Every move this offseason has been geared toward a rebuild: trading Dwight Howard, letting Paul Millsap go, facilitating a sign-and-trade to land a future first-round pick and a young player in Diamond Stone, and hoarding cap space rather than signing veterans. Matching on this offer sheet would undo all of that work, zapping the Hawks’ financial flexibility in future years for a player not worth the money.

Hardaway’s projection from FiveThirtyEight landed him on a four-year deal worth about $33.5 million; this offer sheet is more than double that amount. Those projections are imperfect, but they’re a good ballpark estimation of a player’s value.

Hardaway is a fine player to have on your team, just not on that contract. He’s not as atrocious defensively as he was two years ago, he can knock down a three-pointer, and even has a decent off-the-dribble game for a wing. This is not an indictment of Hardaway as a player—he has his flaws but absolutely has his place in the league. This is an indictment of the contract, the direction Atlanta is going, and the vast dichotomy between those two things.

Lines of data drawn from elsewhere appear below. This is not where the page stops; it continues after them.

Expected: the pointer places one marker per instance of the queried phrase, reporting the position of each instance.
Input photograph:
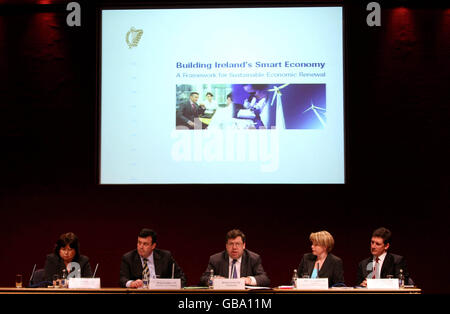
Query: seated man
(188, 113)
(158, 263)
(381, 264)
(236, 262)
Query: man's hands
(137, 284)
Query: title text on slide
(246, 64)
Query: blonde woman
(321, 263)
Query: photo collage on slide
(251, 106)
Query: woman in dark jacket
(321, 263)
(66, 254)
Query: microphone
(95, 271)
(32, 274)
(173, 269)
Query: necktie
(375, 268)
(145, 271)
(315, 273)
(233, 269)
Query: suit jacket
(391, 266)
(186, 113)
(131, 267)
(55, 265)
(332, 268)
(250, 266)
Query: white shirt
(151, 268)
(380, 264)
(238, 270)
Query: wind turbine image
(279, 110)
(314, 109)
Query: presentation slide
(222, 96)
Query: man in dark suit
(381, 264)
(159, 263)
(189, 112)
(237, 262)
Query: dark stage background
(397, 138)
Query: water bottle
(401, 279)
(64, 283)
(211, 279)
(294, 279)
(146, 280)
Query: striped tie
(145, 271)
(233, 270)
(375, 269)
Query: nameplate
(84, 283)
(312, 283)
(382, 283)
(229, 284)
(165, 284)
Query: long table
(196, 291)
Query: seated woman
(67, 250)
(321, 263)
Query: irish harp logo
(133, 36)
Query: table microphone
(95, 271)
(32, 273)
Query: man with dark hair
(190, 111)
(237, 262)
(158, 263)
(381, 264)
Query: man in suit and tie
(146, 258)
(237, 262)
(381, 264)
(189, 112)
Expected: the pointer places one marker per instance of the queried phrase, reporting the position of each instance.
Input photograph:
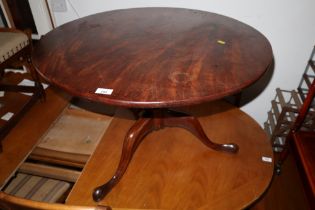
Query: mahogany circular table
(153, 59)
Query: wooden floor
(285, 191)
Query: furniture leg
(191, 123)
(135, 135)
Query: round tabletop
(153, 57)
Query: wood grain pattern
(22, 138)
(172, 170)
(153, 57)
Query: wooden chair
(9, 202)
(15, 51)
(302, 142)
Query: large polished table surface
(172, 170)
(153, 57)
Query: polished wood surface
(172, 170)
(153, 120)
(153, 57)
(9, 202)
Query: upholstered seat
(37, 188)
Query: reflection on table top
(172, 170)
(153, 57)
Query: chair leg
(30, 66)
(283, 155)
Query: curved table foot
(133, 138)
(154, 120)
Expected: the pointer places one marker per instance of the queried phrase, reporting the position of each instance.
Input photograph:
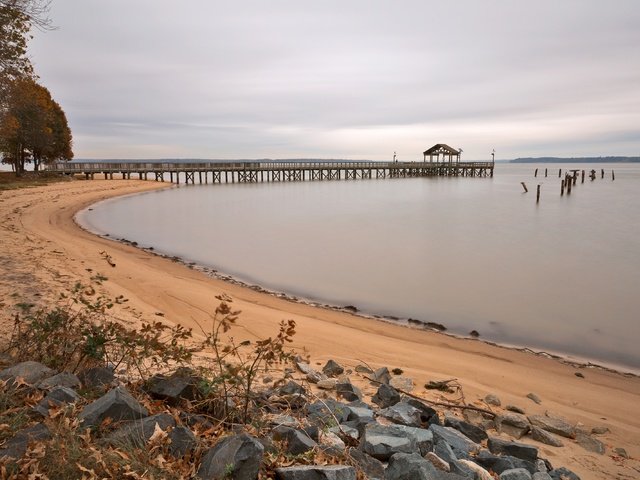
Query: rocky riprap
(393, 436)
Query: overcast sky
(344, 79)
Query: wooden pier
(267, 171)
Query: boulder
(117, 404)
(237, 457)
(514, 449)
(372, 468)
(64, 379)
(545, 437)
(476, 434)
(386, 396)
(403, 414)
(556, 425)
(30, 372)
(515, 474)
(138, 432)
(332, 369)
(316, 472)
(57, 397)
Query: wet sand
(44, 251)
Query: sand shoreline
(403, 322)
(44, 251)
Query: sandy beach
(44, 251)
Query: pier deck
(259, 171)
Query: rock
(600, 430)
(515, 449)
(401, 383)
(437, 462)
(382, 375)
(515, 409)
(296, 441)
(403, 414)
(348, 391)
(513, 424)
(386, 396)
(328, 384)
(381, 441)
(621, 452)
(181, 385)
(96, 377)
(64, 379)
(316, 472)
(332, 369)
(476, 434)
(237, 457)
(138, 432)
(30, 372)
(479, 472)
(556, 425)
(515, 474)
(534, 397)
(503, 462)
(589, 443)
(117, 404)
(16, 446)
(372, 468)
(182, 440)
(461, 445)
(58, 397)
(563, 474)
(542, 436)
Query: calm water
(469, 253)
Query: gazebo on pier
(449, 154)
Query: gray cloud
(355, 79)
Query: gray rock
(382, 375)
(590, 444)
(348, 391)
(30, 372)
(316, 472)
(372, 468)
(332, 369)
(182, 440)
(16, 446)
(381, 441)
(237, 457)
(476, 434)
(386, 396)
(513, 424)
(64, 379)
(533, 397)
(138, 432)
(57, 397)
(515, 474)
(96, 377)
(542, 436)
(403, 414)
(296, 441)
(556, 425)
(117, 404)
(181, 385)
(563, 474)
(514, 449)
(461, 445)
(402, 383)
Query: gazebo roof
(441, 148)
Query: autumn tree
(33, 127)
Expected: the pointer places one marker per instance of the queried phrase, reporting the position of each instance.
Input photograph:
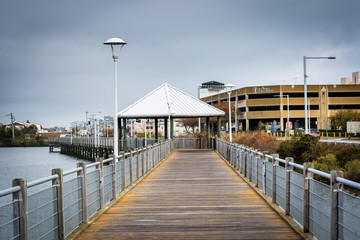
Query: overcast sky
(54, 67)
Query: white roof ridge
(165, 100)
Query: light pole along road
(305, 88)
(228, 88)
(113, 42)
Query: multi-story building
(269, 103)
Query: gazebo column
(208, 132)
(171, 128)
(219, 127)
(156, 129)
(124, 129)
(119, 128)
(165, 128)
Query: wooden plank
(192, 195)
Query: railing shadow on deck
(325, 210)
(55, 206)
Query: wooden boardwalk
(192, 195)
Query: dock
(193, 194)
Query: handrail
(344, 181)
(73, 190)
(9, 191)
(297, 191)
(42, 180)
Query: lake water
(31, 163)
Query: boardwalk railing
(130, 143)
(53, 207)
(190, 143)
(327, 211)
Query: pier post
(82, 174)
(288, 168)
(100, 167)
(21, 211)
(58, 182)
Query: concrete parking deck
(192, 195)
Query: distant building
(355, 79)
(210, 88)
(262, 103)
(27, 124)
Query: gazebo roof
(156, 105)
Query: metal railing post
(241, 158)
(113, 174)
(100, 167)
(307, 176)
(137, 162)
(335, 187)
(251, 154)
(146, 158)
(82, 174)
(288, 168)
(131, 167)
(143, 161)
(256, 168)
(123, 184)
(21, 198)
(58, 182)
(275, 164)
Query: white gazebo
(167, 102)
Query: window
(263, 95)
(241, 97)
(264, 108)
(301, 94)
(301, 107)
(344, 94)
(355, 106)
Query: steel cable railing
(60, 203)
(326, 210)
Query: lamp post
(199, 120)
(288, 118)
(309, 100)
(228, 88)
(115, 42)
(305, 87)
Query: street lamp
(305, 87)
(115, 42)
(199, 120)
(228, 88)
(288, 118)
(309, 100)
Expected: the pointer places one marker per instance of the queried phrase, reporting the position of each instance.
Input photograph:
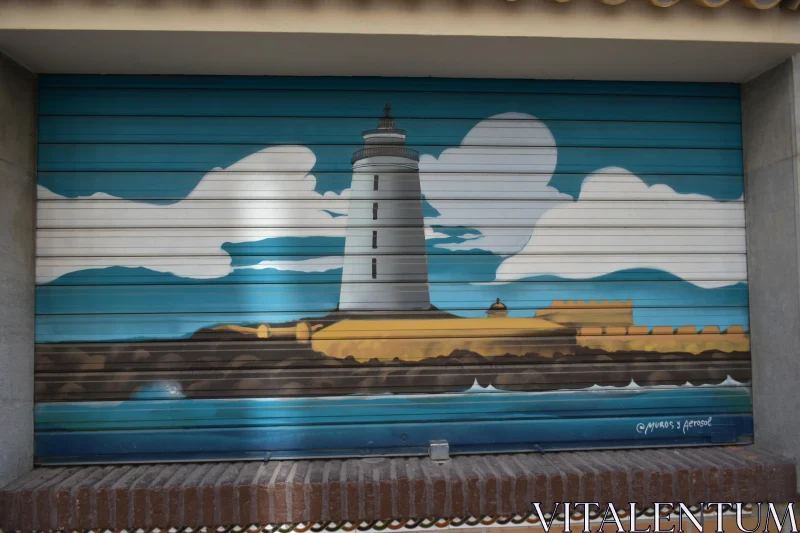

Bringing back Hardaway would hamstring the Hawks for the entirety of his contract, setting back their rebuild further than it already is. Kent Bazemore’s contract is already an eyesore on the team’s cap sheet, but teams can overcome one bad contract during a rebuild.

Two such contracts, especially for guys who both play the same position, makes the rebuild that much more difficult, as any wings behind them in the depth chart (Taurean Prince, for example) wouldn’t get the necessary playing time to develop their games. We already saw last season that Bazemore’s new contract was a hinderance, as head coach Mike Budenholzer was unwilling to move Bazemore to the bench when things were going poorly for the Hawks’ starting unit.

Fortunately, it seems as though the Hawks are unlikely to match, per reporting from ESPN’s Kevin Arnovitz:

Had the offer sheet come in $20 million lower, then the Hawks would have had a tough decision on their hands, but at $71 million over four years, there should be no reason to bring Hardaway back. He’s done a fantastic job developing parts of his game and has made large strides on the defensive end, but the direction of the franchise just doesn’t match the idea of paying Hardaway $18.25 million per season for the next four years.